Likewise, Mr Bana’s Hector, Mr Bloom’s Paris and Mr O’Toole’s Priam are marvellously human. Together with Briseis and Hector’s wife, Andromache (Saffron Burrows), they manage to create in us a sense of the cultivation, the gentleness and piety of the Trojans, which makes sense of Helen’s decision to flee from Sparta with Paris. For the Greeks are by contrast uniformly brutal and thuggish. Among them only Sean Bean’s Odysseus, besides Achilles, seems the least bit interesting or sympathetic. Yet they are also a sign that Peterson’s sense of the Realpolitik behind the Trojan war has survived the sentimentality that is always threatening to creep in around the edges. At times this has a very contemporary ring, as when Odysseus pleads with the other Greeks to hang tough when things are going badly: "If we leave now, we lose all credibility; if the Trojans can beat us so easily, how long before the Hittites invade?"
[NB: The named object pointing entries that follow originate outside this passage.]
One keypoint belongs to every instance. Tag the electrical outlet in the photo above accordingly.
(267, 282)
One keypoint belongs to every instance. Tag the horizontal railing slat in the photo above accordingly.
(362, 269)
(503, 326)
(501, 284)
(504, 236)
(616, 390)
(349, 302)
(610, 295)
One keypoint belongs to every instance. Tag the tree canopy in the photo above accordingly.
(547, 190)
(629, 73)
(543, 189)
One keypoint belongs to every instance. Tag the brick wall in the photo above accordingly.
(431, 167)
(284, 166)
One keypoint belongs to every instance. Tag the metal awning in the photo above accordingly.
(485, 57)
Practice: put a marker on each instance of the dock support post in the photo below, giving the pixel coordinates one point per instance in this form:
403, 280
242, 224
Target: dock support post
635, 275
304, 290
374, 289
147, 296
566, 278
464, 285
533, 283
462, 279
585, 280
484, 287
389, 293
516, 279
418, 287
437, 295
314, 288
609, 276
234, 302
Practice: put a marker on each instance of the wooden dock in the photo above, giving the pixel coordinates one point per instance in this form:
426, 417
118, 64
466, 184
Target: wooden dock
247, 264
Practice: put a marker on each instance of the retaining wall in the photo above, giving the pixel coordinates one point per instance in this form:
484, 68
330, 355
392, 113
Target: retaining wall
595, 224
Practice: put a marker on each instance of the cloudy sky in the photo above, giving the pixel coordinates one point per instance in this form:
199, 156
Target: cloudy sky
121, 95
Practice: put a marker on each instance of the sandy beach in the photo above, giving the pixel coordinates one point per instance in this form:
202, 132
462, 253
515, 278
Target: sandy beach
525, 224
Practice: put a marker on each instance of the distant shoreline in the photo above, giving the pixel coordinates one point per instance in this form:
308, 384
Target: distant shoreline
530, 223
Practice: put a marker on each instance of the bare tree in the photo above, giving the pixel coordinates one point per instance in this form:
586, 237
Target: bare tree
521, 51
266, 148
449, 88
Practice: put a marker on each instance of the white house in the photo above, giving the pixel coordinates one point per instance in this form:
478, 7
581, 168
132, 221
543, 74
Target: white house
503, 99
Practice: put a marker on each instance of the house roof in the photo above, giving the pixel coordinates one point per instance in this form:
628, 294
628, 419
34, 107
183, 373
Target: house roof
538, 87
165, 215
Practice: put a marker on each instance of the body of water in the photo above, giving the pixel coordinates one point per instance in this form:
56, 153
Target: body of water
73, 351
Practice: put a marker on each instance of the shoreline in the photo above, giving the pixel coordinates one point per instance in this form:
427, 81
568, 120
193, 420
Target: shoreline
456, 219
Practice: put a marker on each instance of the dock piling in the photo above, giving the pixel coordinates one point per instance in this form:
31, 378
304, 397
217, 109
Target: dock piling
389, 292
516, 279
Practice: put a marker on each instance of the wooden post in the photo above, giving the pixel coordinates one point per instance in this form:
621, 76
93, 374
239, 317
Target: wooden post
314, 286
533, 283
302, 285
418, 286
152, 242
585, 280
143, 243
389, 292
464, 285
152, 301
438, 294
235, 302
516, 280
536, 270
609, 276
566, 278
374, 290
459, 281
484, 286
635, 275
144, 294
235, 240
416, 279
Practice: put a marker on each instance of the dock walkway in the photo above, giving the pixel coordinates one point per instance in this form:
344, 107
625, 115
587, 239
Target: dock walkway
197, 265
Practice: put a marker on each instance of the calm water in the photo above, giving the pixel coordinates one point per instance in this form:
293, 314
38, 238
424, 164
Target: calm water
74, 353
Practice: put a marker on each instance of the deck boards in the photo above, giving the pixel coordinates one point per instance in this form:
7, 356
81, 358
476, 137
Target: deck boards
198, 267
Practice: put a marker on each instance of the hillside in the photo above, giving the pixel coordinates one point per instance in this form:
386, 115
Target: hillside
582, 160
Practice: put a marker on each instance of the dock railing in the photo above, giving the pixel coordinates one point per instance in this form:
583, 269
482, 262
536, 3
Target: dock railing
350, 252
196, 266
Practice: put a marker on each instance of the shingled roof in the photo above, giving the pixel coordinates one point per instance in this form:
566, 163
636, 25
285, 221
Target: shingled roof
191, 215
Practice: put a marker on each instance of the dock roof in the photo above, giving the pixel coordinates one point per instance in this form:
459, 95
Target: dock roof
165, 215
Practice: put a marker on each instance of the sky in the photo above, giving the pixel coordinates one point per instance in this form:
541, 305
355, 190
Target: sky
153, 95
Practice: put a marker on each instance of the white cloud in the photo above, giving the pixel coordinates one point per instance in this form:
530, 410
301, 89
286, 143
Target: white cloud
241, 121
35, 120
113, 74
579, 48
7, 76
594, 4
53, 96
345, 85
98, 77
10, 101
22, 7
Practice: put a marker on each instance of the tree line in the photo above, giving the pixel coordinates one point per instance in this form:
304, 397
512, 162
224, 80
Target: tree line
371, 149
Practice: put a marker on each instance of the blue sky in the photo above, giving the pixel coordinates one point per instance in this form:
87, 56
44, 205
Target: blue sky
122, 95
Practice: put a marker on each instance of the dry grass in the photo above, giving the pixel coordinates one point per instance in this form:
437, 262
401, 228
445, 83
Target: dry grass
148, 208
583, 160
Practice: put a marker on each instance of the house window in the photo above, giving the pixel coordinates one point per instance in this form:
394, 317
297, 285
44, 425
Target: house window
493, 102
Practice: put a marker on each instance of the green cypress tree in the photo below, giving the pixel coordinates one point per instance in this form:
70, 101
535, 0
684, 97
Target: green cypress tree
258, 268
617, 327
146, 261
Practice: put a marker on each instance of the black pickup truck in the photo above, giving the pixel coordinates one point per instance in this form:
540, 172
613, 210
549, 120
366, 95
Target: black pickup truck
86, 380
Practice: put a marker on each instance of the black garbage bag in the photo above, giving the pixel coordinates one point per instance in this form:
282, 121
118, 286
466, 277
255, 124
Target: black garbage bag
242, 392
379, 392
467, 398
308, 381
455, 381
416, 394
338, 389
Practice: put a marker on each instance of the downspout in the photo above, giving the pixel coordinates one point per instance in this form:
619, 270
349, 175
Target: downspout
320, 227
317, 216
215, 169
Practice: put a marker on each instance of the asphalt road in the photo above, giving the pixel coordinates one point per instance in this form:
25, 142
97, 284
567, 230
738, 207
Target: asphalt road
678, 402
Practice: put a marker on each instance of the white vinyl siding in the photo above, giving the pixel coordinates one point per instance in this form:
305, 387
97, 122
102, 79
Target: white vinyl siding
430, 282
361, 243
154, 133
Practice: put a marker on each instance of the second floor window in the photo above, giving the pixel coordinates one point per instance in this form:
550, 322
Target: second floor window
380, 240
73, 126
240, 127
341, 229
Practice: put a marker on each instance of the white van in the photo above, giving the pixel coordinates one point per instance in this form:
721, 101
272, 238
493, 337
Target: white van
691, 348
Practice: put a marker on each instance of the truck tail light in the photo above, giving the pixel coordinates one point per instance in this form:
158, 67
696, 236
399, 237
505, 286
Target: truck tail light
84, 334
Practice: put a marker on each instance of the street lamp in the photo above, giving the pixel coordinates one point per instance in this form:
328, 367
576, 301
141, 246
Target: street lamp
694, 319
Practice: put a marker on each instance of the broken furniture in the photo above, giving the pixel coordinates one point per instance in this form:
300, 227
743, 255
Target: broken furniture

Of course that is put much more as our contemporaries would put it than as Homer’s would, and I wondered if there wasn’t even a more specific allusion to current affairs when doddery old King Priam goes with the advice of the priest — that is to say the religious nut — who assures him of victory rather than the rational advice unsanctioned by the supernatural which Hector gives him. But much may be forgiven for the sake of the fact that, as you might expect from the director of Das Boot, one of the greatest of war movies, Peterson is able to give us an understanding of the hunger for honor and glory of men in war. Sometimes he does so rather heavy-handedly, as in the voiceovers by Odysseus that begin and end the movie, but he is also capable of enough delicacy to convey the subtle difference between the Greek and the Trojan conceptions of honor.

This is nicely summed up in two parallel scenes between two pairs of brothers. In one we see Agamemnon saying to Menelaus that "Peace is for the women and the weak. . .The gods protect the strong." In the other we see Hector reproving Paris for his willingness to go to war for Helen: "There is nothing glorious about war," he says. Of course there is a lot that is glorious about war, as this film was designed to show. But honor may also be tempered by human feeling, as it is among the Trojans and, just for an instant, in Achilles when Priam comes to him to beg for his son’s body. At such moments we may think that Peterson’s movie, though no epic, really is a tract for our times.